Fuel prices in Spain could soon rise by 8 to 10 cents per litre as tensions around Iran push global oil prices higher, according to Spain’s consumer organisation OCU.
The group says that if crude oil stabilises around $80 per barrel, motorists are likely to see the increase filtering through to petrol stations over the coming days or weeks.
Oil markets reacting to Middle East tensions
Energy markets have been volatile since the escalation involving Iran and Western forces in the region. Oil traders often react quickly to geopolitical risks, especially when they threaten shipping routes or production infrastructure in the Middle East.
Benchmark Brent crude has moved into the low-$80 range, reflecting concerns that the crisis could disrupt supply or transport routes in one of the world’s most important energy regions.
Because Spain imports most of its oil, shifts in global markets tend to pass through to the pump with a short delay.
Why prices at the pump can rise quickly
OCU notes that petrol and diesel prices often follow what economists call the “rocket and feather effect.”
When oil prices rise, fuel costs can increase rapidly.

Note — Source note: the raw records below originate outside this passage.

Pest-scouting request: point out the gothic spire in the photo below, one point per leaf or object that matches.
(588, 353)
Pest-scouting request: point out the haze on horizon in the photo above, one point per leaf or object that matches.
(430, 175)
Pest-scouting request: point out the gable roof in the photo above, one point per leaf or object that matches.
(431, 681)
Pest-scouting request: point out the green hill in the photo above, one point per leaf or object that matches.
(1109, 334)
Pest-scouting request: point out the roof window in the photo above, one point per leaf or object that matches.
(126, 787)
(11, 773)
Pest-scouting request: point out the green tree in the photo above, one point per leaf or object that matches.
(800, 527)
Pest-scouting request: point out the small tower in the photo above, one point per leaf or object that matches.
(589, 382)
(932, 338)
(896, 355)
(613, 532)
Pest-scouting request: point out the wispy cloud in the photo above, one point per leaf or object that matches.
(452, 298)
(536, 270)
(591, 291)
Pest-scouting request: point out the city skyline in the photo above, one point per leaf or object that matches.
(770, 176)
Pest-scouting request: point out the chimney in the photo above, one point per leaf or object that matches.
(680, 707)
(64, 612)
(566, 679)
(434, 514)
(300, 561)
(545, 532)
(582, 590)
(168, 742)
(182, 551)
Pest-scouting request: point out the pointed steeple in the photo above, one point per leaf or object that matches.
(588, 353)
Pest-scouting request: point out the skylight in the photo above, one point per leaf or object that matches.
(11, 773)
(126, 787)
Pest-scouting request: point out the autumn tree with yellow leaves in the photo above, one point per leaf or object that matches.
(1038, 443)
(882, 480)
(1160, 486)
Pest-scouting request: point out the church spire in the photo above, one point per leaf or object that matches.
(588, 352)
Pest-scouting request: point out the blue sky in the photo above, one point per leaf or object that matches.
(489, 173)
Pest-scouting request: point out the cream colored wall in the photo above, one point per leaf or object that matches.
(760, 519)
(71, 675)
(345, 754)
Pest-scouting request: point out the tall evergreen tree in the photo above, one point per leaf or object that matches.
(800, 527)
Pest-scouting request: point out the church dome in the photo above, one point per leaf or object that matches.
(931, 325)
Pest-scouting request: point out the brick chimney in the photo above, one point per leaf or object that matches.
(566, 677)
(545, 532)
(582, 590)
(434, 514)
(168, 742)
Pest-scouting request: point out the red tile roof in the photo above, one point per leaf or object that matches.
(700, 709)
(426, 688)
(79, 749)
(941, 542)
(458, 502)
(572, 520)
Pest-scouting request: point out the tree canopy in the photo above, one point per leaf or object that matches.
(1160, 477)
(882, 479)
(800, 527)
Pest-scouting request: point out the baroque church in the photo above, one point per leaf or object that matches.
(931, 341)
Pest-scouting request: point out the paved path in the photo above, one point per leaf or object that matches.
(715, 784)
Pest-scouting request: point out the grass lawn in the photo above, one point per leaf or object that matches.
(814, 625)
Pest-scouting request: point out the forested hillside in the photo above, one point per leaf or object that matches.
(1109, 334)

But when crude prices fall, the drop at petrol stations usually happens much more slowly.
That pattern means motorists sometimes feel the impact of global energy shocks faster than they see the benefit when markets stabilise.
What Spanish drivers are paying now
According to recent fuel price data in Spain, motorists are currently paying roughly €1.60 to €1.65 per litre for petrol and around €1.55 for diesel.
Even a modest increase of a few cents per litre can quickly add several euros to the cost of filling a tank, particularly for drivers who rely on their cars for commuting or work.
A wider cost-of-living ripple effect
Higher oil prices rarely stop at the petrol pump. Transport costs influence everything from food distribution to airline tickets and delivery services.
Consumer groups warn that if energy prices remain elevated, the impact can gradually filter into the broader cost of living.
The geopolitical backdrop
The market reaction comes amid rising tensions linked to the Iran conflict, which has already sparked diplomatic friction between Spain and the United States.
In a separate development, Pedro Sánchez rejected pressure from Washington to support the military campaign, after Donald Trump threatened to cut off trade with Spain in response.
What motorists should watch next
The key factor now is whether oil prices remain near or above the $80 per barrel level.
If markets calm and crude prices fall, the pressure on petrol and diesel prices could ease. If tensions escalate, however, drivers across Spain may start to see the increase appear at fuel stations in the weeks ahead.